Au Kenya, l’indignation gronde face à une nouvelle vague d’enlèvements visant de jeunes opposants au régime. Les forces de sécurité sont pointées du doigt, accusées d’être à l’origine de ces disparitions qui rappellent les heures sombres de la répression sous l’ère Moi dans les années 90. Malgré les promesses du président William Ruto de mettre fin à ces pratiques, la police a violemment réprimé lundi une manifestation pacifique appelant à la libération des disparus.
Des dizaines de manifestants arrêtés et gazés
Dans les rues de Nairobi, des dizaines de Kényans ont répondu à l’appel à manifester contre les récents enlèvements de jeunes hommes ayant critiqué le président Ruto sur les réseaux sociaux. Brandissant les portraits de certains disparus, scandant leurs noms, ils réclamaient leur libération immédiate et la fin de ces disparitions forcées. Mais la police a rapidement dispersé le rassemblement pourtant pacifique à coups de gaz lacrymogènes, procédant à de nombreuses arrestations musclées, dont celle d’un sénateur.
Je ne vois pas pourquoi ils font ça à des gens qui ne sont même pas violents.
Wanjiku, une manifestante de 29 ans
Selon des témoins, les forces de l’ordre ont agi avec une brutalité disproportionnée face à des citoyens exerçant leur droit de manifester pacifiquement. Cette répression violente intervient quelques jours à peine après que le président Ruto a promis de mettre fin aux enlèvements, acculé par la pression des défenseurs des droits humains et de plusieurs figures politiques.
Une vague de disparitions qui indigne
Ces dernières semaines, le Kenya est secoué par une série d’enlèvements visant principalement de jeunes opposants ayant osé critiquer le président Ruto en ligne. Parmi eux, deux avaient même publié une image générée par intelligence artificielle montrant le chef de l’État allongé dans un cercueil. Des actes de liberté d’expression qui leur auraient valu d’être kidnappés par les forces de sécurité, si l’on en croit les accusations de nombreux activistes.
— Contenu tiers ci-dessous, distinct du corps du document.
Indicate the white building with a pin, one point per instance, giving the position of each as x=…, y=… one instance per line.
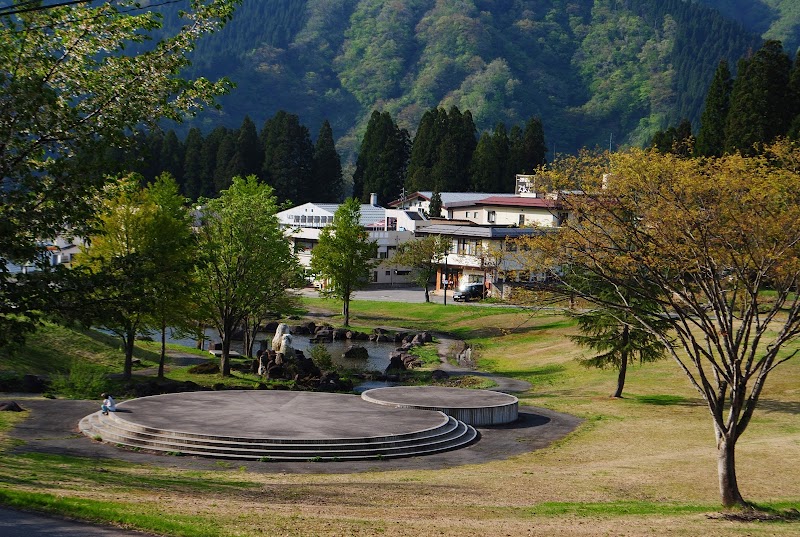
x=387, y=227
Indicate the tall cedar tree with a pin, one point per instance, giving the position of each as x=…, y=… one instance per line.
x=382, y=159
x=794, y=96
x=172, y=156
x=456, y=149
x=485, y=168
x=711, y=135
x=442, y=151
x=502, y=152
x=534, y=146
x=248, y=153
x=677, y=140
x=193, y=178
x=211, y=146
x=327, y=167
x=344, y=255
x=758, y=100
x=225, y=152
x=288, y=158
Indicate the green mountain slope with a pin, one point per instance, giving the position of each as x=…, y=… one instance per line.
x=772, y=19
x=594, y=71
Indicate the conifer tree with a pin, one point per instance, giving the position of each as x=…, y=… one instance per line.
x=423, y=151
x=794, y=97
x=435, y=205
x=192, y=186
x=172, y=156
x=534, y=146
x=711, y=135
x=327, y=166
x=516, y=160
x=500, y=146
x=758, y=100
x=382, y=159
x=484, y=170
x=225, y=152
x=211, y=145
x=248, y=153
x=442, y=151
x=288, y=157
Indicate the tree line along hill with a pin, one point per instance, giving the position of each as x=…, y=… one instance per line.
x=594, y=71
x=445, y=155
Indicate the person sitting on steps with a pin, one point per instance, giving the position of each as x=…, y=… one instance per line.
x=108, y=404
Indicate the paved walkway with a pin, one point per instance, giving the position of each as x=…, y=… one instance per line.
x=24, y=524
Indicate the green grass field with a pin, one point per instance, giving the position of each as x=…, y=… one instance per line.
x=641, y=465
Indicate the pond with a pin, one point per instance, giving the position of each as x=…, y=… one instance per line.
x=378, y=352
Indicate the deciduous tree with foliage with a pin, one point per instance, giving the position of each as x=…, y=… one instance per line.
x=75, y=79
x=710, y=238
x=242, y=254
x=173, y=249
x=423, y=255
x=123, y=264
x=344, y=255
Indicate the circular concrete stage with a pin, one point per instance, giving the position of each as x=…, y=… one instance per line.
x=473, y=407
x=276, y=425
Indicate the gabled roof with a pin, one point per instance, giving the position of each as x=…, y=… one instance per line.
x=486, y=232
x=510, y=201
x=449, y=197
x=370, y=214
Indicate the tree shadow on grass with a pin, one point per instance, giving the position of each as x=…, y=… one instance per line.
x=666, y=400
x=789, y=407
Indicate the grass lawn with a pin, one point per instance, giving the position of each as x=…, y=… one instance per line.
x=642, y=465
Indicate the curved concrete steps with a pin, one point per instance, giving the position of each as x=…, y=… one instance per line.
x=447, y=435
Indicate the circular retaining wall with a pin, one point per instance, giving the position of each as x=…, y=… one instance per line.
x=473, y=407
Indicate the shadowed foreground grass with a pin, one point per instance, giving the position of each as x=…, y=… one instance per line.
x=642, y=465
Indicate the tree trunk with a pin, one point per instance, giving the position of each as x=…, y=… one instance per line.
x=726, y=467
x=225, y=360
x=129, y=340
x=623, y=365
x=163, y=350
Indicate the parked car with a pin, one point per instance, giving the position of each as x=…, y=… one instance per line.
x=469, y=292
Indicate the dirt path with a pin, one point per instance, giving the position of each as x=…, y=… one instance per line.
x=503, y=384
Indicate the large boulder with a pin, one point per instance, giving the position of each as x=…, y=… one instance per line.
x=356, y=352
x=324, y=335
x=10, y=406
x=282, y=330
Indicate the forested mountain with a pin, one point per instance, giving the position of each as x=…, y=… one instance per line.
x=772, y=19
x=597, y=72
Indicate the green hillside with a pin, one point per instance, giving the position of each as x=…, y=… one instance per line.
x=772, y=19
x=594, y=71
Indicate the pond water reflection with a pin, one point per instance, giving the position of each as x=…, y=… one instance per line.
x=378, y=352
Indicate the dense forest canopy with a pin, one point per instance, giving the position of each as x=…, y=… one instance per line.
x=594, y=71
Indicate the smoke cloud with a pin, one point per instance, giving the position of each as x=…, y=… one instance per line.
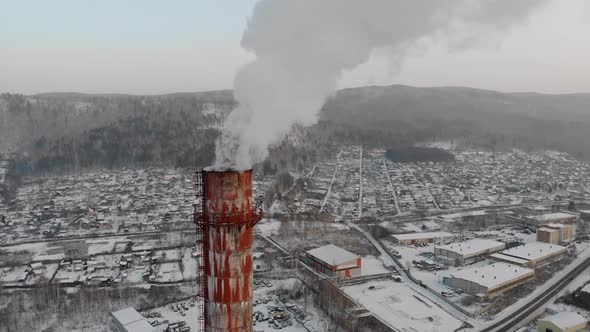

D’après la Commission nationale des droits de l’homme du Kenya (KNCHR), pas moins de 7 cas d’enlèvements ont été signalés rien que ce mois-ci, dont 6 personnes toujours portées disparues à ce jour. Et le bilan pourrait être bien plus lourd. La KNCHR estime qu’au total, 29 des 82 personnes enlevées depuis juin, en marge des manifestations anti-gouvernementales violemment réprimées, n’ont toujours pas été retrouvées.
La police nie, les enquêtes piétinent
Face à l’indignation grandissante, la police kényane a fermement nié toute implication dans ces disparitions. Mais le manque apparent d’enquêtes et de résultats suscite les interrogations des militants des droits humains qui estiment que les autorités, au mieux, ferment les yeux sur ces enlèvements, au pire, les commanditent.
Les citoyens n’ont pas peur de parler, même si l’intimidation est réelle.
Nerima Wako, de l’ONG Siasa
Malgré les risques, la société civile refuse de se taire et continue de réclamer la vérité et la justice pour les disparus. Comme le souligne Wanjiku, une manifestante de 29 ans, le combat est loin d’être terminé. Et à voir la détermination des Kényans descendus dans la rue lundi, il promet d’être long et difficile face à un pouvoir qui semble déterminé à museler toute voix dissidente par la force.
Le spectre des disparitions orchestrées par l’État, instrument de terreur du régime de l’ancien président Moi dans les années 90, ressurgit au Kenya. Un passé que beaucoup pensaient révolu mais qui semble ressurgir dangereusement malgré les promesses du nouveau pouvoir. Reste à savoir jusqu’où l’indignation de la population et la pression de la communauté internationale pousseront le président Ruto à agir. En attendant, chaque jour qui passe rend plus mince l’espoir des familles de revoir vivants leurs proches disparus.